Inside Severodentsk, where an estimated 15,000 civilians remain, a local official said “constant shelling” made it increasingly difficult to get in or out.

“Evacuation is very unsafe, it’s isolated cases when we manage to get people out. Now the priority is for the wounded and people who need serious medical assistance,” said Oleksandr Striuk, head of the city’s military and civil administration.

Seizing Severodonetsk

The water supply was also increasingly tenuous as a lack of electricity meant the pumps at city wells no longer functioned, he said, adding residents had gone more than two weeks without mobile phone connections.

The sole road maintaining contact with the outside world, meanwhile, was expected to be the focus of continued Russian attacks, Luhansk Governor Serhiy Haidai said late Saturday.

“Next week will be very hard as Russia puts all its resources into seizing Severodonetsk, or cutting off the oblast from communication with Ukraine,” he said.

Ukrainian troops may have to retreat from the city to avoid capture, said Haidai.

Ukrainian fighters repelled an assault on Severodonetsk but Russian troops still pushed to encircle them. Haidai reported later that Russian forces had seized a hotel on the city’s outskirts, damaged 14 high-rise buildings, and were battling on the streets with Ukrainian forces. Striuk said there was fighting at the city’s bus station.

‘Significant destruction’

Analysts at the Washington-based Institute for the Study of War said the Russians had still not managed to encircle city and the Ukrainian defenders have inflicted “fearful casualties” on them.

But the Ukrainians were also taking serious losses themselves, civilian as well as combatants, they said in a briefing paper.

“Russian President Vladimir Putin is inflicting unspeakable suffering on Ukrainians and demanding horrible sacrifices of his own people in an effort to seize a city that does not merit the cost, even for him,” they said.

Russian gains in recent days in eastern Ukraine’s Donbas – comprising the Luhansk and Donetsk regions – point to a subtle momentum shift in the war, now in its fourth month.

Russia’s advance raised fears that residents could experience the same horrors seen in the southeastern port city of Mariupol, which endured a three-month siege before it fell last week.

Russian artillery was also pounding the Lysychansk-Bakhmut road, which Russia must take to close a pincer movement and encircle Ukrainian forces, and police said there was “significant destruction” in Lysychansk.

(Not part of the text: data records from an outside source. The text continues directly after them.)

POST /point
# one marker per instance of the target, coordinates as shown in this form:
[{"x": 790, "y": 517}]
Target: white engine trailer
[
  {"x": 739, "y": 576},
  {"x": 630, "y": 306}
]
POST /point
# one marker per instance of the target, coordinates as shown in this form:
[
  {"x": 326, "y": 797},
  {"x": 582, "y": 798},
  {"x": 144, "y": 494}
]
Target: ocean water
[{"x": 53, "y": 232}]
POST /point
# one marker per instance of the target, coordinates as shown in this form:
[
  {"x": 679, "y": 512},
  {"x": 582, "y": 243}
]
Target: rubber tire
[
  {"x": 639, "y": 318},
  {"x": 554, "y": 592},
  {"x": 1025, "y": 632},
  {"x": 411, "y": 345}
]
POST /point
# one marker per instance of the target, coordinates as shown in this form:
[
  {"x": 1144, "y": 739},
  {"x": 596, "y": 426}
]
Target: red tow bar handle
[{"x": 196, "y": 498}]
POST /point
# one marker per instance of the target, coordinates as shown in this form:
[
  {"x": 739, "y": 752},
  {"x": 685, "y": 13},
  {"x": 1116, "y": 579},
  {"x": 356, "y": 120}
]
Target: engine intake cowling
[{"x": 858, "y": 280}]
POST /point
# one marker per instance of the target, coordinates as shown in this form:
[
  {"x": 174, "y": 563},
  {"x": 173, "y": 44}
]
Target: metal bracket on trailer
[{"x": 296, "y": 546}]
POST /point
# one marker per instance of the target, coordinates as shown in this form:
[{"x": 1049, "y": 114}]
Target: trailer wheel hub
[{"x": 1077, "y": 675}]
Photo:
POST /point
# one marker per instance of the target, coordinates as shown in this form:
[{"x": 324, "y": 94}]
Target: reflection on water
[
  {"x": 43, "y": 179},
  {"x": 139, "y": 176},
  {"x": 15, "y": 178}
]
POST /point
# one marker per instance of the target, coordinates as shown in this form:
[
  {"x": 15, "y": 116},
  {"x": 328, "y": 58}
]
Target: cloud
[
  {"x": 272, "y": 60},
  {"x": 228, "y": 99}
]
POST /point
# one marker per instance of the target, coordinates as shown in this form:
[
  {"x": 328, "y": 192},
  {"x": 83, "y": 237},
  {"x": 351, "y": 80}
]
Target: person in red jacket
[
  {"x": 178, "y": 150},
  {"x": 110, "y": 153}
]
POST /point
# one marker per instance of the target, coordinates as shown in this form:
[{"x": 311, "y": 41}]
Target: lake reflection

Russia’s defence ministry said its troops and allied separatist forces were in full control of the town of Lyman, the site of a railway junction west of the Siverskiy Donets River in the Donetsk. However, Ukraine’s deputy defence minister, Hanna Malyar, said the battle for Lyman continued.

Control of Lyman would give Russia’s military another foothold in the region. It has bridges for troops and equipment to cross the Siverskiy Donets River, which has so far impeded the Russian advance into the Donbas.

Severodonetsk is 60km (37 miles) from Lyman on the eastern side of the river and is the largest Donbas city still held by Ukraine.

‘Nothing to fight back with’

Ukrainian presidential adviser and peace negotiator Mykhailo Podolyak repeated a call for US-made long-range multiple-rocket launchers.

“It is hard to fight when you are attacked from 70km away and have nothing to fight back with … We need effective weapons,” Podolyak posted on Twitter.

Russia’s ambassador to the United States, Anatoliy Antonov, said on Saturday that such a move would be “unacceptable” and admonished the White House to “abandon statements about the military victory of Ukraine”.

Having failed to capture the Ukrainian capital Kyiv early in the three-month-old war, the Russians set out to seize parts of the eastern industrial region Donbas not already controlled by pro-Moscow separatists.

Russia says it is waging a “special military operation” to demilitarise Ukraine and rid it of nationalists threatening Russian speakers there. Ukraine and Western countries say Russia’s claims are a false pretext for a war of aggression.

Thousands of people, including many civilians, have been killed and several million have fled their homes, either for safer parts of Ukraine or other countries.